As shown in Figure 1, attacker B forges the gateway address to send a bogus ARP packet to user A. User A considers the attacker to be the gateway and records an incorrect ARP entry for the gateway. As a result, the gateway cannot receive packets from user A and their communication is interrupted.
To prevent bogus gateway attacks, enable ARP gateway anti-collision on the gateway. The gateway considers a gateway collision to have occurred when a received ARP packet meets either of the following conditions:
The source IP address in the ARP packet is the same as the IP address of the VLANIF interface matching the physical inbound interface of the packet.
The source IP address in the ARP packet is the virtual IP address of the inbound interface but the source MAC address in the ARP packet is not the virtual MAC address of the Virtual Router Redundancy Protocol (VRRP) group.

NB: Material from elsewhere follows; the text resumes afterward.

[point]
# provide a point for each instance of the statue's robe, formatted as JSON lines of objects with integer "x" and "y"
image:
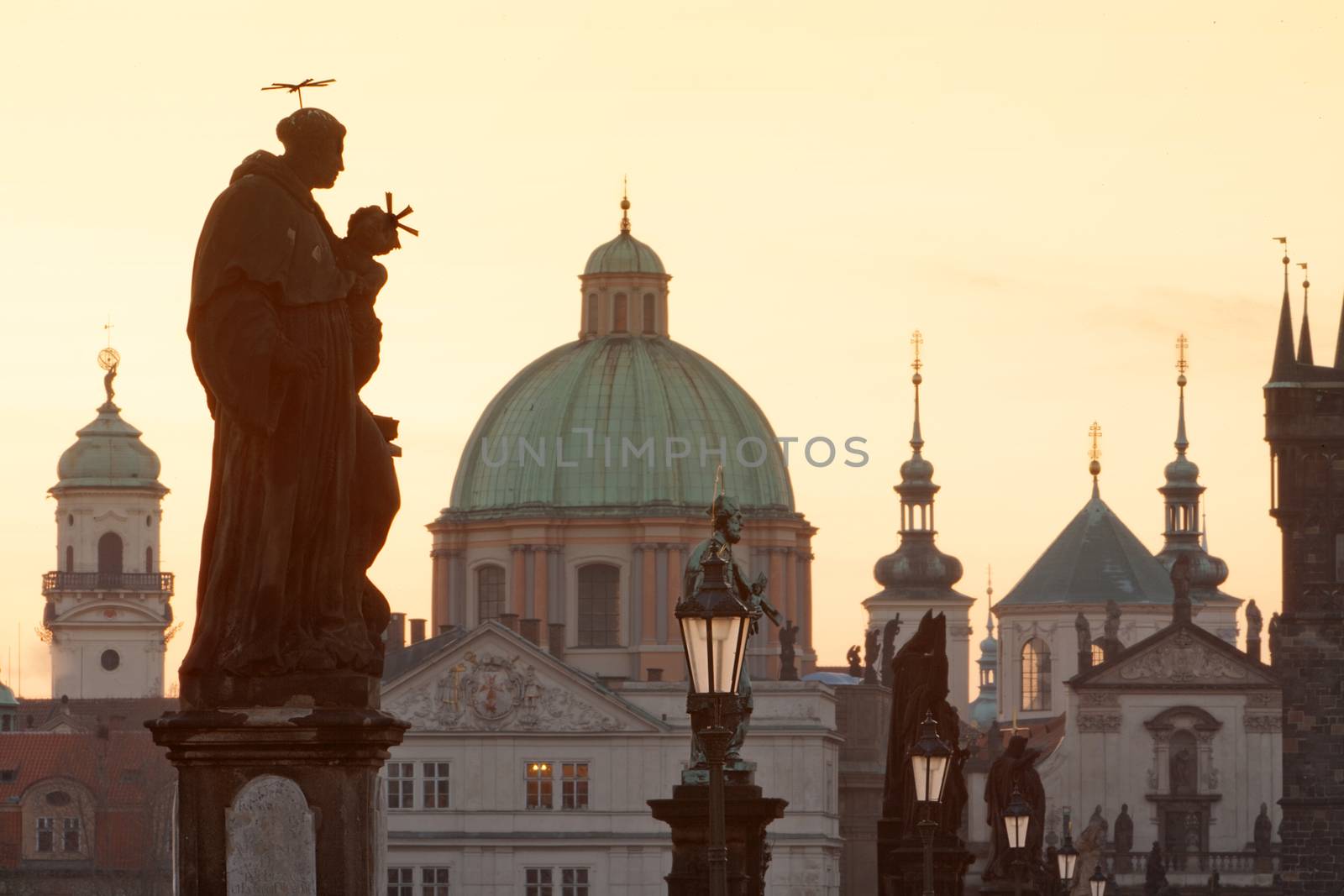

A VRRP group, also called a virtual router, serves as the default gateway for hosts on a LAN. A virtual router has a virtual MAC address that is generated based on the virtual router ID. The virtual MAC address is in the format of 00-00-5E-00-01-{VRID}(VRRP). The virtual router sends ARP Reply packets using the virtual MAC address instead of the interface MAC address.
The device generates an ARP anti-collision entry and discards the received packets with the same source MAC address and VLAN ID in a specified period. This function prevents ARP packets with the bogus gateway address from being broadcast in a VLAN.
In addition, you can enable gratuitous ARP packet sending on the device to broadcast gratuitous ARP packets to all user hosts so that the bogus ARP entries are modified. The gratuitous ARP packets are broadcast to all users so that incorrect ARP entries are corrected.